Get enough refrigerant in it where it doesn't set 09, and you should be ok.

There is another possibility for the Code 09. The shop may have put the 'correct' amount of refrigerant in it. But there is a leak they didn't catch, and after a period of time the system is low again and the 09 returns.

On a "conversion" that has a leak the very first place I look and evaluate are the retro-fit line charge fittings. The interface to the original nipple, and the fitting itself. Run you finger around the base of the charge fitting where it is screwed onto the original fitting. If you find it 'oily' that's a leak. Remove the red and blue caps. (If one hisses when you remove it, the schrader is really leaking.) Wet your finger (or use dish soap) and place your finger over the recess and watch for bubbles.

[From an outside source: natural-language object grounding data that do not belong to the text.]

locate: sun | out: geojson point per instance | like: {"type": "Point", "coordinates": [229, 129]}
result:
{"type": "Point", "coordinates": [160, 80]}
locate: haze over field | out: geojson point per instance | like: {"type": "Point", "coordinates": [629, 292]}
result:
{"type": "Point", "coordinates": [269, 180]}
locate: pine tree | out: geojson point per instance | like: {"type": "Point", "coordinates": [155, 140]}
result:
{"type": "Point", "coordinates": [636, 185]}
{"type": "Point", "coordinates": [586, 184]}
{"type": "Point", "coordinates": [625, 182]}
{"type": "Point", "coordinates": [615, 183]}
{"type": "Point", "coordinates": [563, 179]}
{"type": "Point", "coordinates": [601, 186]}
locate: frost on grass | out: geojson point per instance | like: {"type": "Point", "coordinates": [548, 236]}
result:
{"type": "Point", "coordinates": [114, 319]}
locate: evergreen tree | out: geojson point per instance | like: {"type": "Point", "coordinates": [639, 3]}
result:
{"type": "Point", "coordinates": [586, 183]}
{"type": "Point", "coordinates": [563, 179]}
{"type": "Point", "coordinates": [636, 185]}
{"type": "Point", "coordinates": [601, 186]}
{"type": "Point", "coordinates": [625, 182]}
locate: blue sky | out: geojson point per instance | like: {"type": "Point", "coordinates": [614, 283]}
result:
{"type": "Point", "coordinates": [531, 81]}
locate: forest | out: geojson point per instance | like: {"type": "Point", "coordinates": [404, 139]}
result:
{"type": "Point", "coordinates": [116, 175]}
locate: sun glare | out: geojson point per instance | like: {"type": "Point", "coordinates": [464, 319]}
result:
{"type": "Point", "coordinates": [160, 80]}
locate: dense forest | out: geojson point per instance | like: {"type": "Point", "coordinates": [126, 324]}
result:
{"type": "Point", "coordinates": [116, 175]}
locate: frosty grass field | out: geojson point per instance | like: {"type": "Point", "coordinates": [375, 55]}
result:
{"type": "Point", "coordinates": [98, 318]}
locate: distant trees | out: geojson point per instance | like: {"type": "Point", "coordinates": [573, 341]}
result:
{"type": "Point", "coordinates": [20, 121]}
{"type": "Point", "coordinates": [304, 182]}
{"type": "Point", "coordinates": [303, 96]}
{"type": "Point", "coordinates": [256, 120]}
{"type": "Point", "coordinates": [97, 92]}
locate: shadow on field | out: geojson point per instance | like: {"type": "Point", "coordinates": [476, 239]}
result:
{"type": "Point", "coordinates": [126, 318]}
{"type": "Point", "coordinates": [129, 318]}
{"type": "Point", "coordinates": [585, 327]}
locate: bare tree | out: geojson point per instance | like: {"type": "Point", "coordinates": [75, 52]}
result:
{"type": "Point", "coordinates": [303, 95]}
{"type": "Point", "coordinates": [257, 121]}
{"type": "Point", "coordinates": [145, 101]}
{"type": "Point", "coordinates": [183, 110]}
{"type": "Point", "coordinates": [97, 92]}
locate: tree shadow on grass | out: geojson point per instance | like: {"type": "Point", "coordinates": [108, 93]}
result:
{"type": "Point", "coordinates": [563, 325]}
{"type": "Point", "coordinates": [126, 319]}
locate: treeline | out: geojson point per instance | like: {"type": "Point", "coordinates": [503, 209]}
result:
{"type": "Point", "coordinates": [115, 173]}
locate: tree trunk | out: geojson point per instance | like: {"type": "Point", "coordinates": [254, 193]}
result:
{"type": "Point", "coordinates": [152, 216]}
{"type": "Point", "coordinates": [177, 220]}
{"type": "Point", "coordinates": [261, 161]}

If the fitting is leaking at the interface to the original, its fussy to fix because the retro-fit fittings are one-way. They go on, byut they don't come off without destroying the threads on the original fitting. The low side on the accumulator isn't too big a deal to fix by replacing the accumulator. The high side line is, because they don't make the high side lines any more. (I don't install the high side retro fit fitting as it doesn't do anything. There isn't a a schrader valve in the original high side fitting. Why cause a leak where there's no reason to install the fitting in the first place?)